最高裁判所第三小法廷 昭和45年(オ)210号 判決 1970年5月19日
上告人
籔トモ子
代理人
辻中栄太郎
被上告人
服部行徳
主文
本件上告を棄却する。
上告費用は上告人の負担とする。
理由
上告代理人辻中栄太郎の上告理由について。
本件において原審が民法六二一条を適用し、借家法一条ノ二の適用について考慮しなかつたのは相当であり、原判決になんら所論の違法はない。論旨は、独自の見解であつて、採用することができない。
よつて、民訴法四〇一条、九五条、八九条に従い、裁判官全員の一致で、主文のとおり判決する。

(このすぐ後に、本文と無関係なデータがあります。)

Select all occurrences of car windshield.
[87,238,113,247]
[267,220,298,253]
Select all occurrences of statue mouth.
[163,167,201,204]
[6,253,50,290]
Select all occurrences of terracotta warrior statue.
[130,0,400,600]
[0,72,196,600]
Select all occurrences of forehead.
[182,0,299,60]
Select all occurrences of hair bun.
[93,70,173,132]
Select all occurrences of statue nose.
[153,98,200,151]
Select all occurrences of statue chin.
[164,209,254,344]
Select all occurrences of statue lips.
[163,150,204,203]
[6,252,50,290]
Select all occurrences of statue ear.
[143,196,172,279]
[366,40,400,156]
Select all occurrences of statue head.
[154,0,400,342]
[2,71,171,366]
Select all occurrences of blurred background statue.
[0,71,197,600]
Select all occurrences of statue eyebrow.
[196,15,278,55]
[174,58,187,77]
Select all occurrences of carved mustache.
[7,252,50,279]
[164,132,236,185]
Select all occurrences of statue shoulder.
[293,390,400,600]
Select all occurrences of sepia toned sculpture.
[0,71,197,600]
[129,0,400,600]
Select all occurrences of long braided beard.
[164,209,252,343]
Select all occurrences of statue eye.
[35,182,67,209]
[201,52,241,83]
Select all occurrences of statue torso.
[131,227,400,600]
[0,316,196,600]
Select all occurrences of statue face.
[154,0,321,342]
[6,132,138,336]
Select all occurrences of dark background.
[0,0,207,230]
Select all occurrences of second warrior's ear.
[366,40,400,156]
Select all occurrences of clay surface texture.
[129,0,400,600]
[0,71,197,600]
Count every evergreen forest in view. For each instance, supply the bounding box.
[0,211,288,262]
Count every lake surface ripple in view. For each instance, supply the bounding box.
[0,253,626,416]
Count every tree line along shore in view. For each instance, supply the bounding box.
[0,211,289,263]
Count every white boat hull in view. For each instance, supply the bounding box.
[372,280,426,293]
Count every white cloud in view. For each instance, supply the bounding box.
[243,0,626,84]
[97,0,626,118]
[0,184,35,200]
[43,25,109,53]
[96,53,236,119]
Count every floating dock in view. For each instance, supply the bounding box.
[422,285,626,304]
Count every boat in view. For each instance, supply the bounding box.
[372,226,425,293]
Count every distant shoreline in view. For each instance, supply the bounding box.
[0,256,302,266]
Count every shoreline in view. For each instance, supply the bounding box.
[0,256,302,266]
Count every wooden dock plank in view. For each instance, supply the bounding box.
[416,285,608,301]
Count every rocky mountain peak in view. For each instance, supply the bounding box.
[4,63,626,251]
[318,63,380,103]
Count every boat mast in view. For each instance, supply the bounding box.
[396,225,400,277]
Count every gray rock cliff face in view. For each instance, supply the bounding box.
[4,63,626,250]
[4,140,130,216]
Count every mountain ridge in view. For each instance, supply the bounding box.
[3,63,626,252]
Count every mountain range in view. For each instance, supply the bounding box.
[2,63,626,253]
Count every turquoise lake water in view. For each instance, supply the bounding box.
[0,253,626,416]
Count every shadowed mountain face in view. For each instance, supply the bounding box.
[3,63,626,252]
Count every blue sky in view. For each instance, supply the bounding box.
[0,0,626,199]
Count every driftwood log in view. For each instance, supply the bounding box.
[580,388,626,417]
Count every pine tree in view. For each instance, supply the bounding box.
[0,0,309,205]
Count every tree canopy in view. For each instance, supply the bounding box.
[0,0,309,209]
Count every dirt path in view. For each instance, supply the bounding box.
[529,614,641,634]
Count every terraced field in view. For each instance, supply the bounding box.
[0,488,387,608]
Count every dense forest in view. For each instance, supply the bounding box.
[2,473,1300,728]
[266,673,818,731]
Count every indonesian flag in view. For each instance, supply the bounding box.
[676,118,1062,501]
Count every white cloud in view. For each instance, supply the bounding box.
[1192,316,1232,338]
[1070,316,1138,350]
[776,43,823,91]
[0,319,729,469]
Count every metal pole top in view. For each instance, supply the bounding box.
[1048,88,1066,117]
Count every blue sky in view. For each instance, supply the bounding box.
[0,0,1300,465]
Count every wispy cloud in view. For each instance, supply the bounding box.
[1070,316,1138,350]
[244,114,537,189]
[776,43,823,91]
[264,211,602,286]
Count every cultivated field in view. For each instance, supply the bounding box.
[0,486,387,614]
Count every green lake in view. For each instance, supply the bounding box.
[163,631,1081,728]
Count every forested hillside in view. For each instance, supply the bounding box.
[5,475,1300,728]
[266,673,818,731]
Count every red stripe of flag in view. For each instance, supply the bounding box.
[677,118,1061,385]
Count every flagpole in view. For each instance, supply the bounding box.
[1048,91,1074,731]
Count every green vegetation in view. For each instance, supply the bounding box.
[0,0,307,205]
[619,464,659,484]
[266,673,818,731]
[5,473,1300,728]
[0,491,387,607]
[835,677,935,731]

(関根小郷 田中二郎 下村三郎 松本正雄 飯村義美)
上告代理人の上告理由
原判決は審理不尽の違法がある。
即ち原判決は「ところで民法第六二一条による賃貸人のなす解約申入れの期間は借家法第三条によるべきものと解するのが相当であるから……」として賃借人の破産宣告を受けたことを理由に賃貸人である控訴人の賃貸借契約の解約申入れを是認せられたのである。
然しながら近時賃借権が頗る財産的価値を有しつつある時、又借家法第一条の二の立法趣旨から考える時、単に賃借人が破産宣告を受けたという事実だけでは賃貸借契約の解約の申入を許容すべきものではなく、その居住権の重大さに思いを致しこの場合も解約申入れの正当性を勘案審理すべきものと考えるのであります。
殊に原判決は解約申入期間を民法第六一七条によらず借家法第三条によるものと解されているのでありますが、かく借家法を適用せられるならば更に進んで借家法第一条の二の適用を考慮審理せらるべきであると思料するのであります。
しかるに原審は右点に関する審理を尽さず前叙の如き判断をなされたのは、将に違法の判決で破毀を免れざるものと思料致します。